EFFICACY AND COMPLICATIONS

The available data with long-term results demonstrates the effectiveness and safety of EMR in patients with HGD and IMC in Barrett’s esophagus. For example, a study of 64 patients in Germany (20) who had either IMC or HGD showed impressive results. In this study, patients were separated into two groups – 35 ‘low risk’ lesion group (types I, IIa, IIb, IIc less than 20 mm in diameter, limited to the mucosa, and histologically well to moderately differentiated tumours) and 29 ‘high risk’ (all other) lesion group. This study reported a complete remission rate of 97% in ‘low risk’ patients and 59% in the ‘high risk’ group. The only complication reported was minor bleeding amenable to endoscopic hemostasis.

Numerous reports (32,4046) have supported the finding of a low recurrence rate following EMR of isolated lesions. A few Japanese studies are worth highlighting because they report promising long-term follow-up data. In one large Japanese report (41), which included 142 patients with esophageal cancer, who were followed for nine years, the five-year survival rate was 95% and none of the deaths were cancer-related. Another group in Japan reported no statistically significant difference in the five-year survival rate of M1 and M2 esophageal cancer patients treated by EMR or esophagectomy (86% versus 83%) (35).

Complications that have been described thus far can be divided into immediate, late and recurrence. It has been found that complications increase with piecemeal resection (47).

Immediate complications were noted in one study (35) in 12.9% of procedures related to bleeding specifics (10%) and mediastinal emphysema (2.9%). Perforation is rare with an incidence of less than 1% and is associated with piecemeal resection (47).

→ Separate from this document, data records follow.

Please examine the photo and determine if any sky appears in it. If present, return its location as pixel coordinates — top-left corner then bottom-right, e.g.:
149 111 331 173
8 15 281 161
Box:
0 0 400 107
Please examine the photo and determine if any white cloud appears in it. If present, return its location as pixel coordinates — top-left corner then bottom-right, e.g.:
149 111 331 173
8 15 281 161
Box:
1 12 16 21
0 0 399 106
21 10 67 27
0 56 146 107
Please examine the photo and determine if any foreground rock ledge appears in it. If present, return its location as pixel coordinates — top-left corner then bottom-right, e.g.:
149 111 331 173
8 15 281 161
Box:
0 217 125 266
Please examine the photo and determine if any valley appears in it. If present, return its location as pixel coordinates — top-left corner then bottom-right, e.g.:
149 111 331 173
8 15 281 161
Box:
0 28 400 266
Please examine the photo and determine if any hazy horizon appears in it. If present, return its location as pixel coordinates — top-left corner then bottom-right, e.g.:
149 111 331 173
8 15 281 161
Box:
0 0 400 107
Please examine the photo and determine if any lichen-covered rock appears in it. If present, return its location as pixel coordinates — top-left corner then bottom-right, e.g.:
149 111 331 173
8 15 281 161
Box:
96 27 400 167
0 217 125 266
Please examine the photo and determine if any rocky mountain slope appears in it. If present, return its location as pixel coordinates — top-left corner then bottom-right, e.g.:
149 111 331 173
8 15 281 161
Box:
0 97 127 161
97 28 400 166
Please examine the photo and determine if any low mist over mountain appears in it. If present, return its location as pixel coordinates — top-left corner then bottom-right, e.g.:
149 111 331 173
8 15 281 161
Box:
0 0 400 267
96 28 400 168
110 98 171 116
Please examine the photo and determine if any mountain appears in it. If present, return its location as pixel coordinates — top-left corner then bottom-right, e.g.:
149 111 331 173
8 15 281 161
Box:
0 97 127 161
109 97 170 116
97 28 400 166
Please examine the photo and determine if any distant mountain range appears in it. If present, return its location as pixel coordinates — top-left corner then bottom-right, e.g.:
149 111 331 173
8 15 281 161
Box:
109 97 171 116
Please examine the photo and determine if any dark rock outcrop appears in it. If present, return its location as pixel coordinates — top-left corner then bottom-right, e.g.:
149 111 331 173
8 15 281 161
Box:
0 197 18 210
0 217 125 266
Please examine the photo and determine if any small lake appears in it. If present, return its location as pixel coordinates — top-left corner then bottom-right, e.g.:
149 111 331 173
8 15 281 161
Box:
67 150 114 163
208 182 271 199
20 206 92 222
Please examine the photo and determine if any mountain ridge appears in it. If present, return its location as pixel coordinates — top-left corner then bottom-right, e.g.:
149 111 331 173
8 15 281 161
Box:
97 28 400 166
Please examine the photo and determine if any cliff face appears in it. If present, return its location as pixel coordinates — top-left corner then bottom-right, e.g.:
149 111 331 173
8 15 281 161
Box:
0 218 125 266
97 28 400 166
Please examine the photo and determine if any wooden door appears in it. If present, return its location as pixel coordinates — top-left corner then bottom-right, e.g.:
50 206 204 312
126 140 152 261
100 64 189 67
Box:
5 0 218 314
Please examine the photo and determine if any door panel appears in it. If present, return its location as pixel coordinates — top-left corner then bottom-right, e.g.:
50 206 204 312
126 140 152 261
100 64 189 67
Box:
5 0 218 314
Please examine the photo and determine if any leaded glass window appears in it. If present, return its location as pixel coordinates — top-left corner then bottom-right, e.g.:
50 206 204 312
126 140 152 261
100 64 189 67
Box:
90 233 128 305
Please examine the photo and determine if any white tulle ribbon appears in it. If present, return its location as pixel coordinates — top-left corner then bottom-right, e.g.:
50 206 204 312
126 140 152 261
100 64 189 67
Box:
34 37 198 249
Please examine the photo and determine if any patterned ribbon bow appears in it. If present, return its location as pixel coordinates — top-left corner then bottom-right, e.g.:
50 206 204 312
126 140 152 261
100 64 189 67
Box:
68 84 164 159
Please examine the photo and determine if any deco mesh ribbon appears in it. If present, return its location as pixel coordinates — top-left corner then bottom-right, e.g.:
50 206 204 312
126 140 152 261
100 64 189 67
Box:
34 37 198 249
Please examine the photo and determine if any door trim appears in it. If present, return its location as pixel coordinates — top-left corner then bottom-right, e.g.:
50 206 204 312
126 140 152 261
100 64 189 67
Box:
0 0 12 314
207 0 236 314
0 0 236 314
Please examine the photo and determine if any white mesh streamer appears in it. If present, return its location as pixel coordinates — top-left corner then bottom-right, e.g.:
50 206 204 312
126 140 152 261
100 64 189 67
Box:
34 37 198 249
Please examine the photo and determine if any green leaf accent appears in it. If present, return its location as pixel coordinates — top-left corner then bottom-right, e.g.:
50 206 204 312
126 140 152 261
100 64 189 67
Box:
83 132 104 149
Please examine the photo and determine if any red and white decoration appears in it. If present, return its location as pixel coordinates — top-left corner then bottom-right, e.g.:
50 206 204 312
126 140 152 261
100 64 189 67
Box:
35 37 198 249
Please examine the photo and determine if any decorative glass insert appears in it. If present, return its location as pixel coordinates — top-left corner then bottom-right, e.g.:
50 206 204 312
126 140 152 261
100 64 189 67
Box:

Late complications (after five days) in the same study was seen in 7.2% of procedures, and could be divided into esophageal stricture due to scarring (5.8%) and ulcer bleeding (1.4%) (35). Strictures tended to occur in patients with over three-fourths of the circumference of the esophagus exposed to a mucosal defect or if the length of the resection was longer than 3 cm (48). Nevertheless, these strictures were able to be resolved with endoscopic dilation (48).

Recurrence of dysplasia was found to be more likely in patients having multiple or circumferential lesions (49). It is not yet known how the completeness of resection will correlate to recurrence rates, but one study (37) has shown an overall persistence/recurrence rate of 47% despite following established guidelines, perhaps attributable to their high number of positive margins. Disturbingly, there is recent evidence showing a high rate (32%) of metachronous changes on follow-up (50). These metachronous lesions develop in residual Barrett’s mucosa during follow-up, in spite of the fact that complete local remission was achieved in 98% of procedures (50). Because metachronous lesions may be a field defect, it is recommended that EMR should involve all areas of Barrett’s esophagus.

FUTURE DIRECTION OF EMR

Expanded uses for EMR including salvage therapy, combining EMR with ablative techniques and the advent of more effective equipment is underway. More research into how best to apply the technique and follow these patients is also underway. Parallel advances are being made in using EMR in other areas of the alimentary tract, representing an exciting time for endoscopists.

CONCLUSION

The current article presented the evidence behind EMR in an effort to demonstrate the useful diagnostic and therapeutic aspects of it. EMR appears to be a viable option for treating patients with Barrett’s esophagus with HGD, IMR and some superficial cancers. Compared with other endoscopic techniques, it provides a histological assessment of tumour grade and depth of invasion that can lead the way to the best management strategy. There are a few complications associated with this procedure, the worst of all being recurrence, which fortunately appears to be rare.